La natura, così abbracciata dal padre di Jo, affascinante e inspiegabile nella sua narrazione quanto nella sua esistenza, però, ci riporta al nostro status primario. Animali, di carne e sangue, pulsioni e implosioni. Nel caso di Jo, ciò si scontra con un male tutto umano. La depressione, il vuoto che solo la donna, in von Trier, riesce a guardare in faccia. La dipendenza di Jo è inaccettabile, è visivamente intollerabile ed è una malattia punitiva perché non è un desiderio, non è il titillamento dei sensi, non è bisogno spinto all’eccesso, non è godimento ebbro e ingordo, non è lussuria. Il desiderio non esiste, il bisogno vive del vuoto del piacere, dello scarno esserci delle pulsioni. È il dolore, è un male di vivere; lo è diventato, nella ricerca della sua fuga. Jo cerca di reprimerlo nel sesso, cerca di essere viva, cerca il sesso per provare ad esserlo. Un’alternativa al Solitario, più borghese, di sua madre.

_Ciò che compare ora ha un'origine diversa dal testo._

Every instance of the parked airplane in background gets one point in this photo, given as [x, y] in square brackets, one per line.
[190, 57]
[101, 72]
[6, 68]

Quella tensione sessuale la percorre fin da bambina: e solo quando è bambina, ancora in una immacolata purezza puerile, è un istinto vissuto con semplice immediatezza. Da adolescente e poi adulta, tutto si imbratta, di altro: da ragazzina perde la verginità senza nessun piacere, quasi incidentalmente se non fosse che l’ha chiesto; da adolescente lo fa per un pacchetto di caramelle, il piacere è già in altro, il sesso è un pretesto, un veicolo. Da adulta, diventa automatismo. Reiterazione. Nell’orgasmo, Jo annulla qualcosa di vuoto che non sa vedere, toccare, pensare. Qualcosa che fa paura perché è invisibile, intoccabile, e molto più potente e buio di noi. Una voragine da cui non possiamo fuggire.

Von Trier utilizza uno strumento, anche furbo, come il concetto pruriginoso del “film sulla ninfomane” per addentrarsi, ancora una volta, nella disperazione. Nel corpo della donna, come unico tra i gender dell’essere umano a poter attraversare una via crucis indicibile. E Nymph()maniac è disturbante e spiazzante, scioccante (anche quando vorremmo che le categorie umane riassunte nello split screen ci divertissero) e fastidioso (anche quando vorremmo che i rendez-vous di Jo ci stuzzicassero), pure e in particolare per questo: per come, tra siparietti teatrali (la moglie Uma), dissertazioni filosofico-entomologiche, inauditi sberleffi (la parata fallica), frammenti sentimentali quasi commoventi (il puzzle della memoria dell’amato), introduce il buio. Quello squarcio spettrale dentro di noi: che si tratti della depressione pre-fine del mondo, del fantasma del desiderio, della vendetta quasi biblica, nello scorrere dell’immagine c’è l’emergere del marcio, del nostro male incontrollabile, che viene stanato, su cui ci bruciamo, che non possiamo annullare con le nostre parole così ferme, che non possiamo negare con la diagnosi razionale, che non vogliamo vedere, che non possiamo fuggire. E la cui temporanea pacificazione si trova solo nel racconto, nella narrazione: come il padre di Jo torna a rievocare la vecchia storia, su richiesta di lei che per renderlo felice finge di dimenticarla, così Lars spinge il dolore oltre l’immagine, rendendolo acceso, vivo, libero.

Se alla fine di Vol. 1 si avverte un senso di mancanza, come di potenza trattenuta, di rabbia ancora sottopelle, scommettiamo sulla sua esplosione nel Volume 2: sarà uno strappar di carne, emoglobina, vene, umori e amori, istinto e morale. E se così sarà, non vediamo l’ora.